Ç.P.D: Zamanınızdaki Polis Örgütü ile günümüz örgütü arasında bir kıyaslama yapar mısınız?

 

N.A.Benim Emniyet Teşkilatında komiser yardımcısı olarak göreve başlamam 1954 yılı sonundadır. O yıllarda Emniyet Teşkilatının günümüzle mukayese mümkün olamayan koşullar altında çalışıyorduk. Teknolojinin günümüze getirmiş olduğu imkanlar o gün tasavvur dahi edilemiyordu. Bu nedenle de olaylarla mücadele etme ve sonuç alma güç şartlarda yapılabiliyordu. Bir örnek verirsek; 1960 askeri müdahalesi sonunda milli birlik komitesi aldığı bir kararla bütün pasaportların  merkezden verilmesini kararlaştırdı. Bu hizmet benim müdürü olduğum Emniyet Genel Müdürlüğü 4.Şubece yerine getirilmeye başlandı. Pasaport almak isteyen vatandaşlar gerekli belgeleri bulundukları ilde tekemmül ettirerek posta ile Emniyet Genel Müdürlüğüne gönderiyorlardı. Pasaport ücretlerini de ayrıca posta ile gönderiyorlardı. Bu hizmetin verilebilmesi 4.Şube bünyesinde 60 personellik bir birim oluşturduk. Pasaport verilip verilmemesinde bir sakınca olup olmadığının tespiti Genel Müdürlüğümüzün arşivindeki fişlere bakılarak tespit edilebiliyordu. Bu sebeplerden dolayı bir vatandaşın pasaport alabilmesi hele hele uzak illerdeki vatandaşların alabilmesi uzun zaman alıyordu. Özellikle HAC dönemlerinde verimli sonuç alabilmek için günün 24 saatinde görev yapmak gerekiyordu.
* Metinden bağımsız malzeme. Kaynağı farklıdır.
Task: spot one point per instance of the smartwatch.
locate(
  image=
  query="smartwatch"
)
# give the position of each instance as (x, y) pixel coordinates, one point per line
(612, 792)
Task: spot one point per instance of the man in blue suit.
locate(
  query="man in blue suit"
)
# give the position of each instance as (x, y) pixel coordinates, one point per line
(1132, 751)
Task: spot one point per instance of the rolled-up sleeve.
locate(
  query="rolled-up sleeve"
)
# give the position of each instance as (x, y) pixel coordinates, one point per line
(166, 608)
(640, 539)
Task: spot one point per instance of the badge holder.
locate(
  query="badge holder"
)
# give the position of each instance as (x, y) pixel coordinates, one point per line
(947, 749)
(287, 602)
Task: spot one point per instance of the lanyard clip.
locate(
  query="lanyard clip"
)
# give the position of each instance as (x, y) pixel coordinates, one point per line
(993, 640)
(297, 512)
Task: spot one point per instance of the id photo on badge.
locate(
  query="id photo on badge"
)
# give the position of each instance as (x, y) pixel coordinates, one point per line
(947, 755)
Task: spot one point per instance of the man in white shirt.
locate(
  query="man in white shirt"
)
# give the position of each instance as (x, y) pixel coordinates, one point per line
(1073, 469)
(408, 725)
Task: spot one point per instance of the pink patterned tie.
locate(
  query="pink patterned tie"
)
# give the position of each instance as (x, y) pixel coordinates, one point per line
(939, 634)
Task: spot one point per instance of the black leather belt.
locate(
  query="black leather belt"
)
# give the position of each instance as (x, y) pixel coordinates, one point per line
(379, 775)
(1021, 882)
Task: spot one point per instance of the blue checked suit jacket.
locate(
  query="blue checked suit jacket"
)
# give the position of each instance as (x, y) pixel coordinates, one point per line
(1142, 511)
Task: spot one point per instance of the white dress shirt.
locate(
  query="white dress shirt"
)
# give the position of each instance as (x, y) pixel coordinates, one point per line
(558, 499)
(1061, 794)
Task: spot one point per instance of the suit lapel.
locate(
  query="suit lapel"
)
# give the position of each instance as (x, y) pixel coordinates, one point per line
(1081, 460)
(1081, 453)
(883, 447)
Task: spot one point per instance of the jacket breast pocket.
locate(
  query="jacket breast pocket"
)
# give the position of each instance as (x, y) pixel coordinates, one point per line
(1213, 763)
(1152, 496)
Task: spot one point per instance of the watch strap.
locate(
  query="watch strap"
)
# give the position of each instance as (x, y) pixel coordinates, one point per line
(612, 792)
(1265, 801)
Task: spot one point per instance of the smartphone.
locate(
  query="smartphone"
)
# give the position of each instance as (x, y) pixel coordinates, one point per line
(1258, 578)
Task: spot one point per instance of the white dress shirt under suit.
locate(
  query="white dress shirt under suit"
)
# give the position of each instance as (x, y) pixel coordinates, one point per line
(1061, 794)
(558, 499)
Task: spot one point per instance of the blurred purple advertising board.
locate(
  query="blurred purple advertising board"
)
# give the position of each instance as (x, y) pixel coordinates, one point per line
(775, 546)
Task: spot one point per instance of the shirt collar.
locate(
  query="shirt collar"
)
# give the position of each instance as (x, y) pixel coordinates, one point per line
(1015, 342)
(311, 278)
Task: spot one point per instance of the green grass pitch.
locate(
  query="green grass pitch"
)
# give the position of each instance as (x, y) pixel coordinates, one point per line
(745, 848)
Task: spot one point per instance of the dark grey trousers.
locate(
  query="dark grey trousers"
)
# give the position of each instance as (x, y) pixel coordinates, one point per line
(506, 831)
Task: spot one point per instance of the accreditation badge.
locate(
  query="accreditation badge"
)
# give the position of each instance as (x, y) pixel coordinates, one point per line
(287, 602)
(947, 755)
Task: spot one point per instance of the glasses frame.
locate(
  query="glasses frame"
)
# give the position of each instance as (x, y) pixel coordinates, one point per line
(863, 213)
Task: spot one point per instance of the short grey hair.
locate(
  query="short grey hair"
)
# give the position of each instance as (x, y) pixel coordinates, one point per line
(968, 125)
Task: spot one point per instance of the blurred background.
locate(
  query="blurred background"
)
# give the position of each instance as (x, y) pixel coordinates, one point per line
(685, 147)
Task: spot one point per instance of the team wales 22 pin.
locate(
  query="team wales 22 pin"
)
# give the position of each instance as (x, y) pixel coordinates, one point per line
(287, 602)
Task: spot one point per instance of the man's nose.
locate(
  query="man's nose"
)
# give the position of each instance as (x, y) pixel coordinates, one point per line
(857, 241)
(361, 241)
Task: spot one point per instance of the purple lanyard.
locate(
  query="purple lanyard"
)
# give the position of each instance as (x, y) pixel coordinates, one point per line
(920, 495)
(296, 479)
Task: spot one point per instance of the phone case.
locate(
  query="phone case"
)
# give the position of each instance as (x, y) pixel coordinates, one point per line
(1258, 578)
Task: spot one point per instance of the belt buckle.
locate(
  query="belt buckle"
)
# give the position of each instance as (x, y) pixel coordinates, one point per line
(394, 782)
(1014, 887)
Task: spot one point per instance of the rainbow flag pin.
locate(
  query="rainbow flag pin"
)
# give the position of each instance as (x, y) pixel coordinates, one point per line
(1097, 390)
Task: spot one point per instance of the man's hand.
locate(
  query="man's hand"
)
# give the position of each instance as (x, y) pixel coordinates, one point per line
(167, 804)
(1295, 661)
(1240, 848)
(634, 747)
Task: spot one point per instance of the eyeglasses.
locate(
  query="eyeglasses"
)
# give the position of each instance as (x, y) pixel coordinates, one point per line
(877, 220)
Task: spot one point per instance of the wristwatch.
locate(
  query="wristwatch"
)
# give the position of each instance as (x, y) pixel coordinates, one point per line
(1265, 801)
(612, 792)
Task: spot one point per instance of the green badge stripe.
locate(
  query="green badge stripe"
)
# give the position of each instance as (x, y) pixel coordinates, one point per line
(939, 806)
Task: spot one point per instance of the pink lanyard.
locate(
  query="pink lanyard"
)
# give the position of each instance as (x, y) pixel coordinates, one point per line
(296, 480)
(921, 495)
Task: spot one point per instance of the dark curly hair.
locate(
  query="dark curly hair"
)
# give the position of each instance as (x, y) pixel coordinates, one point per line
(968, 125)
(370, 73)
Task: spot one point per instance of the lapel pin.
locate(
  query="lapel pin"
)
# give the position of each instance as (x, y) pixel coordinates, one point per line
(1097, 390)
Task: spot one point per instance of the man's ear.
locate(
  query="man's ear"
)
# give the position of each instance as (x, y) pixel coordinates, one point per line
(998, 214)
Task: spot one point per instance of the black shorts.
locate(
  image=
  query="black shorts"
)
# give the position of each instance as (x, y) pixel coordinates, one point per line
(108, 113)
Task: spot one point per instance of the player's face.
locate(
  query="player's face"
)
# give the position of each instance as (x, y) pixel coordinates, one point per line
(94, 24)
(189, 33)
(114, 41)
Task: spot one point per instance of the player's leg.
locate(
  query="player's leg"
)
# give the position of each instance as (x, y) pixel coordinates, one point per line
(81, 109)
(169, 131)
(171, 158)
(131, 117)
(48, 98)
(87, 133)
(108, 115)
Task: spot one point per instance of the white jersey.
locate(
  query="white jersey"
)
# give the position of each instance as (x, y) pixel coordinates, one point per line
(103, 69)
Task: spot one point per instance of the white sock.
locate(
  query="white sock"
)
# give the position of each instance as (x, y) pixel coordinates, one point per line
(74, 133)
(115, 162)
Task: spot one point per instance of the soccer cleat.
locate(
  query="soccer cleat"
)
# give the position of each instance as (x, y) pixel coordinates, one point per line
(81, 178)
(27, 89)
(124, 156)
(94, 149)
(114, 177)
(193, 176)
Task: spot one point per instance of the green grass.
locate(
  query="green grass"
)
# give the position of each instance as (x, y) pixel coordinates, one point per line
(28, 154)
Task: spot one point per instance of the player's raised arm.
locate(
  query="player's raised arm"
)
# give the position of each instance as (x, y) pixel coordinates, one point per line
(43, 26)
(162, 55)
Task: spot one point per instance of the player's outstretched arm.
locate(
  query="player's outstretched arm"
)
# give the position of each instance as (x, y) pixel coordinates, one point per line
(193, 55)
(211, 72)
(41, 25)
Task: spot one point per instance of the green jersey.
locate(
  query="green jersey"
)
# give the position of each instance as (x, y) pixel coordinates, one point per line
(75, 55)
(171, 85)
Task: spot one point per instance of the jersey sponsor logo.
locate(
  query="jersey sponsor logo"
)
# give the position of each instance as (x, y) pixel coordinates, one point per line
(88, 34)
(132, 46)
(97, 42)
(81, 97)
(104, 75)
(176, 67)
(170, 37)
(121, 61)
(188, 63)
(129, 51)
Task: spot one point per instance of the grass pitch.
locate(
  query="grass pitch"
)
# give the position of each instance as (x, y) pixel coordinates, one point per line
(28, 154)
Milli Savunma Bakanı Nevzat Ayaz Devlet Bakanı Erdal İnönüyle birlikte Somali Ziyaretleri

 

Günümüzde gelişen teknoloji sayesinde bu işlemler yanında suç ve suçlunun tespiti dakikalar içerisinde olabilmektedir.

 

1950’li ve 60’lı yıllarda Polis Teşkilatının imkanları çok sınırlıydı. Suçlarla mücadelede kısa zaman içerisinde netice alabilmek için gerekli araç ve gereçler kısıtlıydı, dolayısıyla yaya devriye ile arzu edilen sonuç alınamıyordu. Polis bazı zamanlar olay yerine yürüyerek veya koşarak gidiyordu. Günümüz koşullarında teşkilatımız gelişmiş imkanlara kavuşmuştur.

 

Sacide Ayaz’la evli olan Nevzat Ayaz’ın 2 kızı ve 4 torunu vardır. Haliç Üniversitesi Mütevelli heyet 2.Başkan, Basın Konseyi Yüksek Kemal üyesidir.Ayrıca 18 vakfın Mütevelli Heyeti üyesi, 20 dernek ve kuruluşun genel kurul üyesi olarak faaliyetlerine devam etmektedir.

 

Çağın Polisi Dergisi olarak Ayaz ailesine sağlık, mutluluk ve başarılar diliyoruz.